O's Ponson no beach bum Orioles: A rare find from Aruba, the rookie is 4-0 in the past month, showing he'll be more than a stop-by tourist in the majors.

August 07, 1998|By Christian Ewell | Christian Ewell,SUN STAFF

By virtue of his Aruban roots, Sidney Ponson appears to be a baseball anomaly.

Then again, Ponson, 21, brings a standard resume to the starting rotation of the Orioles.

His mother was a top basketball and volleyball player, so the heredity is there. Growing up on the island north of Venezuela, he played Little League and idolized Roger Clemens, so he had the early training and the role model. He clinched the job with his high-90s fastball and the ability to throw it for strikes -- two attributes that have helped Ponson compile a 4-0 record since July.

"That's the way our prospects are supposed to look," Orioles manager Ray Miller said. "Compact delivery and he throws 97-mph fastballs and sinkers, and he has the startings of a good curve and a great changeup. To me, he's like the best set of encyclopedias you ever had with pages that need filling."

But this just doesn't happen. Aruba is a country of 68,000 that exists for the purpose of serving tourists. The well-to-do tourist, to be specific, finds a clean, slumless, white-beached oasis for fishing, windsurfing and scuba diving.

Baseball isn't on the itinerary. Puerto Rico and the Dominican Republic are the training grounds for most Caribbean talent making it to the majors. Visiting Aruba in search of baseball talent is like looking for a Picasso at Target.

But here is Ponson, who speaks four languages -- English, Dutch, Spanish and Papiamento, the local language in Aruba. And there are more where he came from. Orioles prospects pitcher Radhames Dykhoff and outfielder Eugene Kingsale are Arubans who have spent time in the major leagues (as has pitcher Calvin Maduro, a former Orioles farmhand now in the Philadelphia Phillies' organization). The Orioles expect Dykhoff and Kingsale to make it back, and say that others will follow.

"At this time, [Ponson] is the ripest fruit, but there's a lot more down there," said Jesus "Chu" Halabi, Orioles scout in Aruba, Curacao and Venezuela. "I'm sure Radhames Dykhoff and Eugene Kingsale will play [regularly] in the major leagues."

Until then, however, Ponson is the star of the Arubans, the third from the country to reach the majors (after Maduro and Kingsale), but the first to stay. Before the season started, Ponson said he was asked about pitching in relief if it meant coming to the big leagues and he quickly agreed to it.

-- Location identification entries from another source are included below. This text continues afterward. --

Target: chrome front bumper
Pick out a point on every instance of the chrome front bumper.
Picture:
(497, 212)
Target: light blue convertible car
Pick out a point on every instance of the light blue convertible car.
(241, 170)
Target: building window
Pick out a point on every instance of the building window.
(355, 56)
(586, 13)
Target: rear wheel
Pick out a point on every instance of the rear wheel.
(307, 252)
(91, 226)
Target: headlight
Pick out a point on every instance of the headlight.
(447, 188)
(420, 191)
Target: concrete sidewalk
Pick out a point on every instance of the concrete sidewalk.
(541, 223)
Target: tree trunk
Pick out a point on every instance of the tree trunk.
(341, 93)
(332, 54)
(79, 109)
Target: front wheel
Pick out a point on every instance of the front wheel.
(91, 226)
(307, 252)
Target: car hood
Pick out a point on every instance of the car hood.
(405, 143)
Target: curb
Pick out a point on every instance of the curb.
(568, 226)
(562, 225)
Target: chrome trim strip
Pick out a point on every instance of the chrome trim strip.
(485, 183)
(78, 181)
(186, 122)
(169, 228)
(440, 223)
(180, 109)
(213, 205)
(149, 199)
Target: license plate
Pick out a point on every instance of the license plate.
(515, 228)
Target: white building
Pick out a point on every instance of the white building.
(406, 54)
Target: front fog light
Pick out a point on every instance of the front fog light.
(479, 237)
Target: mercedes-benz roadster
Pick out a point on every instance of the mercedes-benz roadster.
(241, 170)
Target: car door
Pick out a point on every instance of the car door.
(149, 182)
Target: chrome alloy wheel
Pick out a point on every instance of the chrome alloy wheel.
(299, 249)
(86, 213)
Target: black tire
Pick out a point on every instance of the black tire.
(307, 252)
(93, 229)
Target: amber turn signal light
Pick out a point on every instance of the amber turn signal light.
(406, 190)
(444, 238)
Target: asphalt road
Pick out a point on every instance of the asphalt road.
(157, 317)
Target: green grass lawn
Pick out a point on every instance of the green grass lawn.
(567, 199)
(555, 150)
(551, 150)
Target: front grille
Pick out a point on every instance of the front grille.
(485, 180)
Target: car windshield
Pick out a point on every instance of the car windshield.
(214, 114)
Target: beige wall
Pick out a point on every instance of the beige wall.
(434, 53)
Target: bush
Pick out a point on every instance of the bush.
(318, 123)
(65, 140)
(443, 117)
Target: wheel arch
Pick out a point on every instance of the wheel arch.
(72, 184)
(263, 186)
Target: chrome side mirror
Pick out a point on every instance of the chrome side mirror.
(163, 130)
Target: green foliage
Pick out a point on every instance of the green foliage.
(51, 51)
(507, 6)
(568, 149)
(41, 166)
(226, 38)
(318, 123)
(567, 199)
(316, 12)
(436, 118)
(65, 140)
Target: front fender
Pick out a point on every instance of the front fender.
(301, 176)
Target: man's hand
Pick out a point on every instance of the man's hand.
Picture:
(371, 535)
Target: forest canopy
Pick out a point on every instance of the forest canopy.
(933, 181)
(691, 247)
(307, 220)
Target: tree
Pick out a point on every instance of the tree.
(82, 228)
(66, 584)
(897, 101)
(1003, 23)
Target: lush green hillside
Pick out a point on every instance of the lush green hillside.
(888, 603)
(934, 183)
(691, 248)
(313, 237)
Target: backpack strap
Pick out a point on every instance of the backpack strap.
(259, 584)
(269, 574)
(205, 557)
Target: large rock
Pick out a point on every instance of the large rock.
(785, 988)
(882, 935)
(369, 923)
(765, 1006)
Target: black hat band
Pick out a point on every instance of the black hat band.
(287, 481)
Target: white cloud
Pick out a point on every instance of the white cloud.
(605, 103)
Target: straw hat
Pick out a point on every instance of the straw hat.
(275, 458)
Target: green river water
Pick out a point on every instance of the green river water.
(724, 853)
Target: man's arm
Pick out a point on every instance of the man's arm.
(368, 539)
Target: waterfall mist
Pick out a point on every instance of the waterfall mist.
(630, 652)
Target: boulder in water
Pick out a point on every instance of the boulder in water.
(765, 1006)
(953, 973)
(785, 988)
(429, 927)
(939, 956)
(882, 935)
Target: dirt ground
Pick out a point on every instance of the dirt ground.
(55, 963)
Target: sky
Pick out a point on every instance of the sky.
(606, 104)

"I said, you know, I feel comfortable [with it]," Ponson said. "I just want to play ball, and my goal is to get up here."

After time at a Duke University weight-reduction program, followed by a strong spring training, Ponson reached the majors on April 17 when Mike Mussina went on the 15-day disabled list. He began his work in middle relief. In that 47-day slice of his young career, he went 0-1 with a 5.73 ERA, including a one-time-only date as a closer wherein he preserved a 2-1 victory over Oakland on May 24.

This experience -- new to a pitcher groomed to start -- aided in the education of Ponson. Orioles pitching coach Mike Flanagan, smitten with Ponson since seeing him in the Arizona Fall League in 1996, was convinced that Ponson could help the team in some capacity this season.

"His resume at this point is much more detailed than it was six months ago," Flanagan said. "He's been an adaptable pitcher and he has the kind of arm that recovers quickly, so we thought he could handle the bullpen. But we've always felt his home would be as a starter."

The hard fastball and heavy sinker notwithstanding, Ponson struggled after his move to the rotation on June 4. Despite moments to be proud of, such as a win over the New York Yankees in which he gave up only two hits over 6 2/3 innings, he entered July with a 1-6 record and an 7.83 ERA.

"As long as [Ponson] is healthy, he's going to improve, but there are some things he has to learn," Orioles catcher Lenny Webster said. "Sidney gets hit when he's in the middle of the plate. If there's going to be a downfall, it's that he has a tendency to miss over the plate."

Another problem cited both by Flanagan and Webster is Ponson's knack for turning into pure mush when trouble visits, "floating in and out of some games," as Flanagan calls it.

"I have to try to stay focused more, not to get so upset at myself, like I used to when I first came up," said Ponson, who entered the starting rotation after injuries to Jimmy Key and Scott Kamieniecki. "I lost my concentration in and out when I get upset, so I learned not to. What happened happened. The next guy is my job, and go after them. That [attitude] helped me out in the last couple of starts."

Duly chastened, Ponson has delivered the expected, chopping his ERA nearly in half, to 4.25, in the starts since. Yet the return of Kamieniecki and Key, and the acquisition of Juan Guzman raises the question of Ponson's role in Baltimore this season.

No one wants to make any promises, but Miller, with a face reserved for idiotic questions, said, "I'm pretty sure he'll be around."